Akbar, however, noted with pleasure that tourism was booming in the region and added that the visit of 1.2 million domestic tourists last year was an ample proof.
When asked if he has proposed even token austerity measures in the upcoming budget, the minister said that there was not a single head where he could slash allocations for being unnecessary, while dodging a related question on costly luxury vehicles that have been bought for government officials.
The minister said that the government was striving to improve quality of education in the region.
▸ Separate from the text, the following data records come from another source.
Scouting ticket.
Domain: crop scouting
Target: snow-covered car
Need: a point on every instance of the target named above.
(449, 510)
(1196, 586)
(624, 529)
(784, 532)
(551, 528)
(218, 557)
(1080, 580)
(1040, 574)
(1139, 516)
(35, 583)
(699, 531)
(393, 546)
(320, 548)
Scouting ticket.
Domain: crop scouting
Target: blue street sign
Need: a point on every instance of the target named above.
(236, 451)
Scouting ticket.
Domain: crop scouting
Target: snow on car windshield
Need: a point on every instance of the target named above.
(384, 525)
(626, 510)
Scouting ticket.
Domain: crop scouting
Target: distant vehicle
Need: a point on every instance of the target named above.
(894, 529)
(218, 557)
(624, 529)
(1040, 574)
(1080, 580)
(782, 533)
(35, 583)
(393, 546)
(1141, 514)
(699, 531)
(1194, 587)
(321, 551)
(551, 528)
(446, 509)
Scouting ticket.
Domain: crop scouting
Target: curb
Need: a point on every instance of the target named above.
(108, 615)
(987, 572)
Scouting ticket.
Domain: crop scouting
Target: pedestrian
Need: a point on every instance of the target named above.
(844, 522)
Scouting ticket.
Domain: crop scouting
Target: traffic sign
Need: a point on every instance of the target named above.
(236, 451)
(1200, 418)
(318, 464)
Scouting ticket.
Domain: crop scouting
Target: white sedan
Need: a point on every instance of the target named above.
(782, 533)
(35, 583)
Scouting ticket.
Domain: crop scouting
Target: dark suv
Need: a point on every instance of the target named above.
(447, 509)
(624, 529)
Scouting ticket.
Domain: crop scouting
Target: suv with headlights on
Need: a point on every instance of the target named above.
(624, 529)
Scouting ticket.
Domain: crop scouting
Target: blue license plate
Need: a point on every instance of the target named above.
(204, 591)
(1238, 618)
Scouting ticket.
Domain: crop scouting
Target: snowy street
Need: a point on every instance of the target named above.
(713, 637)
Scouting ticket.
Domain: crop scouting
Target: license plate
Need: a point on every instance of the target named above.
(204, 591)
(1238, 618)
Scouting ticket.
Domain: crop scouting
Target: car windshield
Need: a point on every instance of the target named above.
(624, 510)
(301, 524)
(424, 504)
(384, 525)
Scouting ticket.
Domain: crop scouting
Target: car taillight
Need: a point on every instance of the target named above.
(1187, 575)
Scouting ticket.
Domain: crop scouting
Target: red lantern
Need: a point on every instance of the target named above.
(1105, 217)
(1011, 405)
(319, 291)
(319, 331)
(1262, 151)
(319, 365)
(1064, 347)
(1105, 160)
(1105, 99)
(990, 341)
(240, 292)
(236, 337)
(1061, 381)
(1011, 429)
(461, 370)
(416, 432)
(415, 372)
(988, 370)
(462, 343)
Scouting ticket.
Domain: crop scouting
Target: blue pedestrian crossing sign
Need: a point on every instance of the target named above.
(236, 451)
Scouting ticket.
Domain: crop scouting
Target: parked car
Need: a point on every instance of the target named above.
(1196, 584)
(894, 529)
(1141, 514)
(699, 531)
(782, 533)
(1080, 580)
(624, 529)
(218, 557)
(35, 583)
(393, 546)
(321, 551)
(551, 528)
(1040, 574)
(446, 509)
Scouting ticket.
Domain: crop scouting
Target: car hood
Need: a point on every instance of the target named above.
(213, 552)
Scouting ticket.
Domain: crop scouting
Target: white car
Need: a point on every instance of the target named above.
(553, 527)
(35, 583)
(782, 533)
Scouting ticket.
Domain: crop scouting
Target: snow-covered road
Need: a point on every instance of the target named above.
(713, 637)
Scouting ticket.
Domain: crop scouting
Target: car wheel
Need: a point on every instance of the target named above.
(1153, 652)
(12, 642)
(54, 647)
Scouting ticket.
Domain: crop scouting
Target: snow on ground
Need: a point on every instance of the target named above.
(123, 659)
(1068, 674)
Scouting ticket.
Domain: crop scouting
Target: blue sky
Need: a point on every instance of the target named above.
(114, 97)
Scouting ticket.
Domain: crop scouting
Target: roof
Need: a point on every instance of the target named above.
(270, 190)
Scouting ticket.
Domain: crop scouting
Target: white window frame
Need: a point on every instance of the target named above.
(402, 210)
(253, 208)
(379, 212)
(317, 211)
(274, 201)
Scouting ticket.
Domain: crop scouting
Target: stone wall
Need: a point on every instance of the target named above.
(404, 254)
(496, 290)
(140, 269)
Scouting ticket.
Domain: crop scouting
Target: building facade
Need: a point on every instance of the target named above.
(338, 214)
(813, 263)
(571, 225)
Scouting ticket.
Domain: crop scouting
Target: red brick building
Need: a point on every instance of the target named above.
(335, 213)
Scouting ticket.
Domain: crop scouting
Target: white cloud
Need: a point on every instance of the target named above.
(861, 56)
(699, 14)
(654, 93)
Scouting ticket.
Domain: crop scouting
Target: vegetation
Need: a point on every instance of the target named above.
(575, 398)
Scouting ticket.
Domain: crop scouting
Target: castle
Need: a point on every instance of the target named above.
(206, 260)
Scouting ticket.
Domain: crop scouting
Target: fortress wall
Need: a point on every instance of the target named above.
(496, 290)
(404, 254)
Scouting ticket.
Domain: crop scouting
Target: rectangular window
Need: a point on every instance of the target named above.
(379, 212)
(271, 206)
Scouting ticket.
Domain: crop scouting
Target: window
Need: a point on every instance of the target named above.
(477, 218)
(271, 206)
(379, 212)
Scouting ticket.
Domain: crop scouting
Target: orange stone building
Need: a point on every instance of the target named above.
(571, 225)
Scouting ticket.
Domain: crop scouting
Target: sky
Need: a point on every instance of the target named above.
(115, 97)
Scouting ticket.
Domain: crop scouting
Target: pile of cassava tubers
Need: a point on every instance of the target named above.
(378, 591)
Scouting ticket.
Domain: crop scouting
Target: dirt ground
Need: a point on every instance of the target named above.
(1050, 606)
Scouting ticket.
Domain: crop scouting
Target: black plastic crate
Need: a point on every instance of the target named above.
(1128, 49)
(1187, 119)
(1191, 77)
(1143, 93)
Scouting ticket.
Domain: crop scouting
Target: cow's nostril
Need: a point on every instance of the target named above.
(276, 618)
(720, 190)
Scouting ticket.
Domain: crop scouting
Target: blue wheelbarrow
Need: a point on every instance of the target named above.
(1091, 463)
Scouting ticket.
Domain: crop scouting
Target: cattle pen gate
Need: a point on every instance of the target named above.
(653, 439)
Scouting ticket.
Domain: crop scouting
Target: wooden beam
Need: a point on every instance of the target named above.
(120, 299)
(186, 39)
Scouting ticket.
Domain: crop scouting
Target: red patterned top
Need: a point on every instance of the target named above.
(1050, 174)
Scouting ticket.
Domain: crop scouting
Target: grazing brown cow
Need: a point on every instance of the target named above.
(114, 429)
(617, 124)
He, however, skipped a suggestion regarding merger of schools where teachers outnumbered students.
Earlier, Federation of Pakistan Chambers of Commerce and Industry (FPCCI) ex-president Chaudhry Muhammad Saeed pointed out areas where the government could generate income by improving governance and enforcing austerity measures.
He said that there was no proper mechanism for the measurement of the GDP and the state was not vigorously pursuing its case for its due share in federal taxes.
Saeed, who is also secretary finance of PML-N AJK chapter, called for dissolution of all public sector institutions which were non-productive and thus a burden on exchequer.
He said, “We have to come out from the rotten, redundant and useless education system and promote the culture of such subjects which are acceptable in the job market”.
The state, he said, should stop boasting of its higher literacy rate and instead focus on improving the quality of education in its educational institutions.
Similarly, he called for a proper system for recovery of utility bills. He also endorsed a suggestion by another speaker that the government should revamp its taxation system and claim sales tax on power generation in the territory.
UAJK Vice-Chancellor Dr Dilnawaz Gardezi and KIE Director Dr Syed Nisar Hussain Hamdani also spoke.
Published in The Express Tribune, June 14th, 2015.